I sat down, ran ipconfig and immediately saw there was no default gateway set. Unusual, especially considering another tech had just serviced the machine. Not worrying about it too much, I statically configured the gateway, IP, mask, and DNS servers. Voila, the machine was working.

The next morning, like clockwork, we received a call from the same client. Her hard drive had just crashed and she couldn't work. Incidentally, this was the second hard drive failure in this machine since purchase, and we ended up RMA'ing the entire box.

THE ANSWER: So, what caused the strange symptoms in both cases? Well, the answer to that has to do with what actually happens when a hard drive fails. A hard drive is a magnetic disk divided both pyhsically and logically into sectors. A physical sector is, without getting to complicated, a definition of a magnetic region. When a physical sector goes bad, it becomes entirely unusable, and any data stored on it becomes inaccessible.

Conversely, a logical sector is a file system's (eg FAT, EXT3, NTFS, WFS, EFS, etc) description of a where data is stored. when a logical sector goes bad, it's really just the file system information having a problem. Tools such as chkdsk can (and do) often fix these problems. When they don't, performing a low-level format (indiscriminately writing all 0's then 1's across a drive) almost always recovers them.

So, when a Windows based hard drive fails, the data sectors start becoming inaccessible. Being the "user-friendly" operating system, Windows tries to compensate. In the case of the printer, when the service became inaccessible (physical bad sectors existed where the services files were stored), windows reported it as failing. With the networking, the data on the gateway, DNS, etc was inaccessible, so Windows reported it as missing (unset).

While this may make things easier for a user in the short run, in the end they're relatively useless.
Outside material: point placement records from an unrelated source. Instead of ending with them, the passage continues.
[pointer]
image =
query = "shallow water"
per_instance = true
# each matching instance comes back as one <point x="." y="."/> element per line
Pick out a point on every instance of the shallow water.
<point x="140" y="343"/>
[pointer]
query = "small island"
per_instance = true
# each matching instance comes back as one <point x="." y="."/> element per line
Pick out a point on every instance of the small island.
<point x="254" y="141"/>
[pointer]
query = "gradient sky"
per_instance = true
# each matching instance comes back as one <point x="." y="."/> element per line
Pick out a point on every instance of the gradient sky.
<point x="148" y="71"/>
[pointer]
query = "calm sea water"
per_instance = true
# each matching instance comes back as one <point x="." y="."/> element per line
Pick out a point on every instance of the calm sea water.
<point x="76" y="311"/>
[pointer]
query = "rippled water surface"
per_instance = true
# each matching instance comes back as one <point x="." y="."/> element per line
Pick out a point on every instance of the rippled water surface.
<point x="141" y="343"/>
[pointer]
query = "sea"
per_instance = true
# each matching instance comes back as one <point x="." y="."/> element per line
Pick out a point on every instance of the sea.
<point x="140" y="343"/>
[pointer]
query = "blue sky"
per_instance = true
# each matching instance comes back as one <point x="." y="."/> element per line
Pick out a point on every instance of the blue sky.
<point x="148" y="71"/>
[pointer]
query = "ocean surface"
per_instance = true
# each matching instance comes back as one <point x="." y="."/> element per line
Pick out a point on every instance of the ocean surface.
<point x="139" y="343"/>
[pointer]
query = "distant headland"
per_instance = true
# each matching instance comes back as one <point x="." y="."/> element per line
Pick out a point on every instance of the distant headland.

The SolutionKeep a regular backup. In a future entry, I'll be covering the usage of Microsoft's free backup utility "NTBackup". When used with the built in Windows Task Scheduler, this utility gives you the ability to automate a daily backup of any file, every file, your entire file system, or even the system state.

My only other advice is to be attentive. While you may be graced with an odd clicking sound prior to a crash, you're just as likely to only get some unexplainable behavior. Most computers come with built-in diagnostic software these days. Check your documentation to see if you have a "drivers and utilities" cd. You might even have a built in diagnostic boot sequence, usually accessed via F12 or F10 at boottime. Maxtor, Western Digital, and Seagate also provide free tools for use with their hard drives.

Hard drive failure suck, no question, but with appropriate care, they can be made to cause minimal damage.